Walking in to the first song, which started promptly at 7:30 p.m., the first thing that caught my eye were the five guitarists -- the two stage right played left-handed guitars, while the three stage left played right-handed guitars. It might not seem much, but the aesthetics created a subtle and pleasant symmetry throughout the evening. And in the middle, Nicolas Reyes sang in his wavering baritone -- rich, captivating and full from 30 years of singing songs of love, liberty and strife on a stage.
That said, the Reyes and the Baliards clans -- the two families who make up The Gipsy Kings (for a backstory of how the band got its name, go here) -- knew how to work a crowd. During the two 45-minute sets, the nine-piece ensemble powered through approximately 20 songs from their 11 albums. And the set ran the gamut from Spanish flamenco, Romani rhythm, salsa, rumba and so on.
The fourth song, “Todos Ole,” was a crowd-pleaser, and after cajoling from Nicolas, the Red Butte Garden crowd began to warm up, stand up and dance. The crowd kept to their feet for the next tune, which I think was “Djoba Djoba.” During the second half of this tune, a young, perhaps 12-year-old, aspiring Flamenco dancer came onstage and danced, thereby inciting smiles, whistles and encouraging more fans to dance.
As stated, several semesters of Spanish in high school and college have obviously not stuck with me. There were those moments, when I would hear “corazon” and feel relieved that I finally heard one word I knew. That said, I do believe that listening to music in another language can help one tune more into the playing of the music -- which The Gipsy Kings do proficiently with the dozens of strings being plucked and the syncopated rhythms -- and out of what could potentially be rather banal lyrics (that is not a comment on this band’s messages, but on popular music as a whole). That said, the music was exceptional, if not lacking a little bit in the heartfelt playing category.

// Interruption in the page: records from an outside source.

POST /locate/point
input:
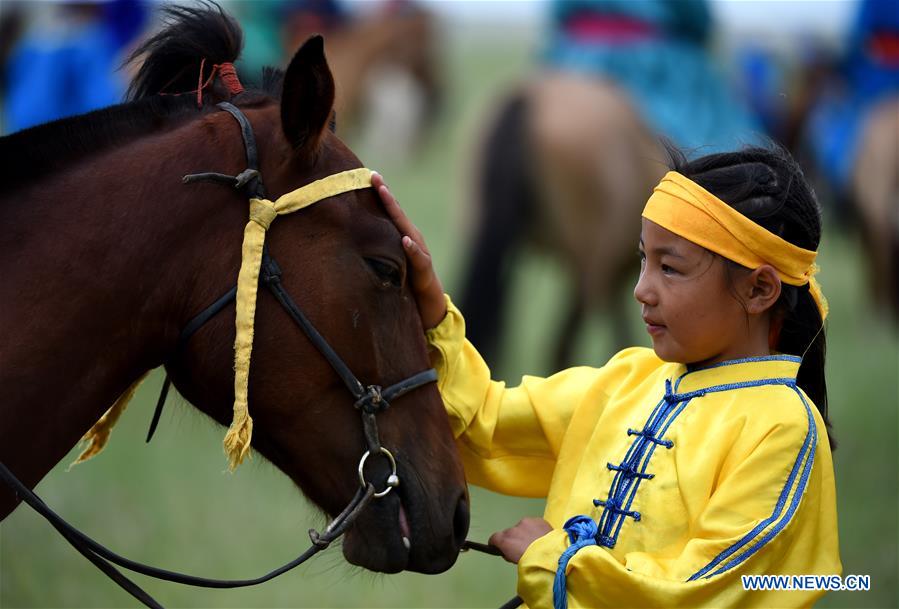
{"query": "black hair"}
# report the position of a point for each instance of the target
(766, 185)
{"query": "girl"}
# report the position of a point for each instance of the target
(670, 472)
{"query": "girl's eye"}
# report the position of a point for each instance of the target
(387, 273)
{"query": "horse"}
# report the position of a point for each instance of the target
(385, 63)
(565, 167)
(107, 255)
(874, 194)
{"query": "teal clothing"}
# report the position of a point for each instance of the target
(666, 69)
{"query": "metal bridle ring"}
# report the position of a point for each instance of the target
(392, 480)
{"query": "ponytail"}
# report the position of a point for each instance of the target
(767, 186)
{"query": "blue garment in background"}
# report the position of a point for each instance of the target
(834, 126)
(68, 67)
(667, 72)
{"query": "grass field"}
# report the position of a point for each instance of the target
(170, 504)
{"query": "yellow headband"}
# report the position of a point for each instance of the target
(262, 213)
(685, 208)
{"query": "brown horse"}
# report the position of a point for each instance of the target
(875, 194)
(106, 256)
(393, 46)
(567, 165)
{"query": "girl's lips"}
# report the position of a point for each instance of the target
(653, 328)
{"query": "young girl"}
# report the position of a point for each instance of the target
(670, 472)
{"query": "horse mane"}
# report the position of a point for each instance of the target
(161, 95)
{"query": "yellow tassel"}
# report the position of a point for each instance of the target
(98, 435)
(237, 440)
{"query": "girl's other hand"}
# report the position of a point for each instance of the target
(425, 284)
(514, 541)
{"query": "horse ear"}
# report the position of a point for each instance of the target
(307, 97)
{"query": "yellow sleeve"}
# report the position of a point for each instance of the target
(773, 513)
(509, 438)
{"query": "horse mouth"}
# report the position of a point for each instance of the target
(395, 535)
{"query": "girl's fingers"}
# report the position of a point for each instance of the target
(396, 213)
(420, 259)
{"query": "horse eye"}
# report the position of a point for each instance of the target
(388, 274)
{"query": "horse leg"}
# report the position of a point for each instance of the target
(506, 202)
(875, 189)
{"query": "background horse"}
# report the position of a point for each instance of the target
(566, 166)
(106, 256)
(384, 57)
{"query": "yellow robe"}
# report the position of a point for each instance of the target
(730, 475)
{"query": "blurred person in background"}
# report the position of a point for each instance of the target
(66, 60)
(851, 134)
(575, 154)
(669, 473)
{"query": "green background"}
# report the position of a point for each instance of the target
(171, 503)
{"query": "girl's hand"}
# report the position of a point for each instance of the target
(425, 284)
(513, 542)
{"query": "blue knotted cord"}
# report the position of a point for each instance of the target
(581, 532)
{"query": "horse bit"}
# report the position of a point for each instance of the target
(369, 400)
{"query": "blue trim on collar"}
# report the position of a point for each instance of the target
(745, 360)
(807, 454)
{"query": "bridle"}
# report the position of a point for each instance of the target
(368, 400)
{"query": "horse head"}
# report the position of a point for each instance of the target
(342, 261)
(149, 253)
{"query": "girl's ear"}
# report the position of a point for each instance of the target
(762, 289)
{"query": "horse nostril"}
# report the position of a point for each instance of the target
(461, 520)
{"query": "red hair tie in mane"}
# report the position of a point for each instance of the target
(228, 74)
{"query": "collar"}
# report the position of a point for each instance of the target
(739, 373)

Then, after “Djoba Djoba,” as was often the case this evening, a slow song cooled things down, and was then followed by a more upbeat number. After several more mellow jams, albeit with one picker-upper of an instrumental, the set ended with “Samba Samba” -- a show highlight.
After a 30-minute break, the sparsely decorated stage was illuminated by a modest light show as the band picked back up with an instrumental. For the third song of the set, Nicolas showed of his bassy falsetto a la Frank Sinatra with “A Mi Manera (My Way).” I’m not positive, but following my notes, and that the band was giving away numerous signed set lists for fans who “liked” them on Facebook -- there was even a message about it during the set break -- I think the show went something like this.

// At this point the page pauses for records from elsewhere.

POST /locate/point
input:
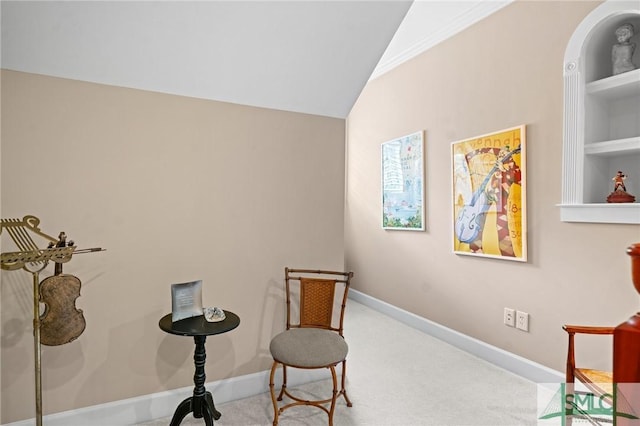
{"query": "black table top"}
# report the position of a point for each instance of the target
(199, 326)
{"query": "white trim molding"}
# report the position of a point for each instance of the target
(159, 405)
(416, 18)
(511, 362)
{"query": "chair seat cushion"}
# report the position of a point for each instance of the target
(308, 348)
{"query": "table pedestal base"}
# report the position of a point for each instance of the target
(201, 403)
(202, 406)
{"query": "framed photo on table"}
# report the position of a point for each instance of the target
(403, 183)
(489, 195)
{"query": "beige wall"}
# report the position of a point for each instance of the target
(504, 71)
(175, 189)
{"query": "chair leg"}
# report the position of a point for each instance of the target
(569, 395)
(276, 410)
(343, 391)
(334, 395)
(284, 382)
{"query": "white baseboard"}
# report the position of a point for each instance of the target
(162, 404)
(145, 408)
(511, 362)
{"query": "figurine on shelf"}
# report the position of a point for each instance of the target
(619, 194)
(622, 52)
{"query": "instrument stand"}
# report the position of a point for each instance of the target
(34, 260)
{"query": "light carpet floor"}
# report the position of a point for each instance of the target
(397, 375)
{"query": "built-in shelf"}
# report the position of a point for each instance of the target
(601, 120)
(614, 148)
(601, 213)
(615, 87)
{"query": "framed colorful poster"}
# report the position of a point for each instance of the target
(489, 195)
(402, 183)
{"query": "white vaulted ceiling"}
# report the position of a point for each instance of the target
(304, 56)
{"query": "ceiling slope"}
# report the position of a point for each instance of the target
(304, 56)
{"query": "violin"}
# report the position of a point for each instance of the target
(61, 322)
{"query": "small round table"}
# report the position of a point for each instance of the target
(201, 403)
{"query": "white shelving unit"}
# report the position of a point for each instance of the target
(602, 119)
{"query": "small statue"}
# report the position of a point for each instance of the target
(622, 52)
(619, 194)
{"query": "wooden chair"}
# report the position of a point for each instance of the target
(619, 388)
(313, 338)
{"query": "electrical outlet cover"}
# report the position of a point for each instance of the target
(522, 321)
(509, 317)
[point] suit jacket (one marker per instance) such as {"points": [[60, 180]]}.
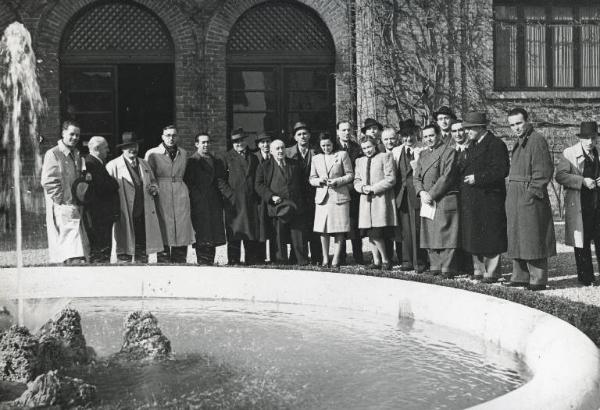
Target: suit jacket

Other set highlights included the final two songs of the second set, where the majority of the crowd finally stood up, with hands waving, and moved to the groove. These songs were “Pena Penita” and “Volare.” The last song, as well as the encore, perhaps the band’s most widely recognized song, “Bambaleo” elicited the most crowd reaction -- rightly so, because they were executed with perfection.
While the band did little to interact with its audience during the set, Nicolas did end the evening on an up note. He asked the audience if they spoke French (I don’t speak that, either), and said something in that tongue. He then recited a mantra, of sorts, that could be understood in any language, saying “I love you, I love you, I love you.”